When you compile and run your program, you should see a triangle in the bottom center of your window.

C. Setting up the recursive structure of sierpinski()

Write a function sierpinski() that takes two parameters, numLevels and size. Your function should print numLevels and size, before recursively calling itself three times with the arguments numLevels - 1 and size / 2. The recursion should stop when numLevels is less than 1. Later, you will replace the print statements with a call to triangle().

Modify main() to interpret its first command-line argument as numLevels. Have it call sierpinski(numLevels, 0.5). You may assume that your program will be run with exactly one command-line argument that is a positive integer.

Make sure that your code compiles.

D. Checkpoint

Running your program with the following command-line arguments should produce the following output:

          > java Sierpinski 0

(no output)

> java Sierpinski 1
          1 0.5

> java Sierpinski 2
          2 0.5
          1 0.25
          1 0.25
          1 0.25

> java Sierpinski 3
          3 0.5
          2 0.25
          1 0.125
          1 0.125
          1 0.125
          2 0.25
          1 0.125
          1 0.125
          1 0.125
          2 0.25
          1 0.125
          1 0.125
          1 0.125

E. Drawing the Sierpinski triangle in sierpinski()
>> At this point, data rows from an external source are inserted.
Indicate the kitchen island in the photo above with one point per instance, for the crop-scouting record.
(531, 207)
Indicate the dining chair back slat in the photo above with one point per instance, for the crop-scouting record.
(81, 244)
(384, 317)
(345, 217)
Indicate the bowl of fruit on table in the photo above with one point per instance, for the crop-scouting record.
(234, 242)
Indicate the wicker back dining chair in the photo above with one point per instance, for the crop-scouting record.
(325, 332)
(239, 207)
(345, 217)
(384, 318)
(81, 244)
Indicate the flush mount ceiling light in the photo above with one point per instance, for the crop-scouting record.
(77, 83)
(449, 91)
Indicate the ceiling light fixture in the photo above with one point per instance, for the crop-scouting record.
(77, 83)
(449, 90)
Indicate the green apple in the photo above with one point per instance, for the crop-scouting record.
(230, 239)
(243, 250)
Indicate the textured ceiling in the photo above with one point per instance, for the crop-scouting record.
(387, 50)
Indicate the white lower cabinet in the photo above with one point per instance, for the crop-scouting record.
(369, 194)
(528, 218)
Comment out the print statements from Sierpinski().

Modify sierpinski() to take two additional arguments, x and y, and draw a Sierpinski triangle of order numLevels of size size with the triangle's reference point you use in the triangle() function.

Think recursively. A Sierpinski triangle of order numLevels comprises just a solid triangle and three smaller Sierpinski triangles, each half the size of the original, each of order numLevels - 1, to the left and right and above it. You have already written the function to draw the triangle and the recursion code from the previous steps – now, you only need to make the correct function calls.
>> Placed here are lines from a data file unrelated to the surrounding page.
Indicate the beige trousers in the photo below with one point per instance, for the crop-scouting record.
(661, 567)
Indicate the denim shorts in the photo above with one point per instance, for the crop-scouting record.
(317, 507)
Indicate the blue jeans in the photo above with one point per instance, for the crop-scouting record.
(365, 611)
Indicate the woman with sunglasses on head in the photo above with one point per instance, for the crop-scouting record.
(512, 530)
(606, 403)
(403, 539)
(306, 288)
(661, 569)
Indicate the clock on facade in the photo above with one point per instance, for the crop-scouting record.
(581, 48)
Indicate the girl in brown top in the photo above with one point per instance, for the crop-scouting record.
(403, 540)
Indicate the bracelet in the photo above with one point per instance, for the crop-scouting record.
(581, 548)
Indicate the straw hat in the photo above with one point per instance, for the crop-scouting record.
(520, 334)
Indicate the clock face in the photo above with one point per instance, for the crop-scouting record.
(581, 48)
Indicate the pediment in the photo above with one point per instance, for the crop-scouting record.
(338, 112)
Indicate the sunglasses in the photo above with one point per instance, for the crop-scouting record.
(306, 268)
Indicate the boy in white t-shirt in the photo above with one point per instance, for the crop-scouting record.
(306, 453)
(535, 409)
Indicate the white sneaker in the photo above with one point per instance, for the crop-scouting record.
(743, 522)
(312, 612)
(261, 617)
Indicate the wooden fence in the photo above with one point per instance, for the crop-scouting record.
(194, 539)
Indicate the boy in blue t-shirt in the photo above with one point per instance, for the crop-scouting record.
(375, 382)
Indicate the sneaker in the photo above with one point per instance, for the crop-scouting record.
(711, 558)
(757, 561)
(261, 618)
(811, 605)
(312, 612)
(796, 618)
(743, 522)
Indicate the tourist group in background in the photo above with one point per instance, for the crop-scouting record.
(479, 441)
Warning Do not call, PennDraw.setCanvasSize(), or PennDraw.save(). These functions will break our test scripts, and you will receive a large point deduction.

F. Checkpoint

Running your program with the command-line arguments below should produce the following output. (The figures below have a light outline around the triangle for illustration. You do not need to draw this outline in your own program.)
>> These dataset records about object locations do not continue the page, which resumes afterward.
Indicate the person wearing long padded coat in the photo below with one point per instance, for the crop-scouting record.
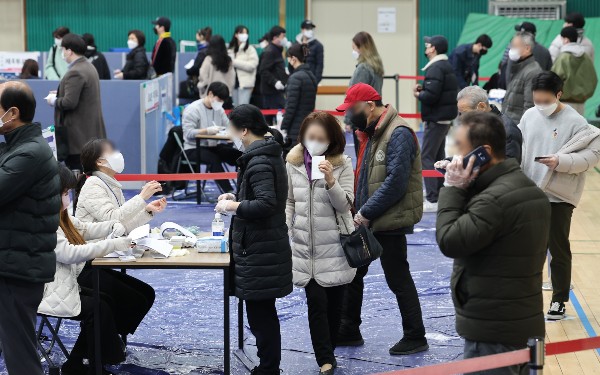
(259, 243)
(301, 92)
(321, 206)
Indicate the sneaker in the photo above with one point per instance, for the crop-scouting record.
(556, 312)
(429, 207)
(406, 346)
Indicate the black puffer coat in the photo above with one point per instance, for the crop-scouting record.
(301, 92)
(29, 206)
(259, 241)
(438, 98)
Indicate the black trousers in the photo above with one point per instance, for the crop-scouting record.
(432, 150)
(131, 298)
(19, 301)
(264, 324)
(324, 315)
(214, 157)
(397, 275)
(112, 346)
(560, 250)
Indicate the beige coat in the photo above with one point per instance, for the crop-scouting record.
(577, 156)
(316, 249)
(245, 64)
(210, 74)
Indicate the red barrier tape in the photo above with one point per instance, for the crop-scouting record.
(468, 365)
(207, 176)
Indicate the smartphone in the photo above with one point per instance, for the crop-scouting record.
(481, 157)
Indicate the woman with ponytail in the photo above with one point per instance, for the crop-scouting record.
(301, 92)
(259, 242)
(64, 297)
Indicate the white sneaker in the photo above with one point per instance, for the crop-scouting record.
(429, 207)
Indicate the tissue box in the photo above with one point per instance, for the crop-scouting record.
(212, 244)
> java Sierpinski 1	> java Sierpinski 2	> java Sierpinski 3
> java Sierpinski 4	> java Sierpinski 5	> java Sierpinski 6

G. Animating

Once you have your Sierpinski triangle working, add calls to PennDraw.enableAnimation() and PennDraw.advance() into your sierpinski() function. (You are not required to animate your Sierpinski triangle, and it is not worth any points, but it is fun and will help you visualize the recursion. If you do add animation, leave it in your code: it will not affect our grading scripts.)

Experiment with different arrangements of the recursive calls to sierpinski() and your call to the triangle() function.

A. README

Complete readme_caesar.txt in the same way you have done for previous assignments.

B. Submission

Submit Caesar.java, Sierpinski.java and readme_caesar.txt on the course website. If you have any relevant extra files please mention this in the readme, and submit it compressed as extra.zip.

Before submission remove any print statements that were used for debugging or testing your functions.

Be sure that every method has an appropriate header comment, and that your code is well-documented.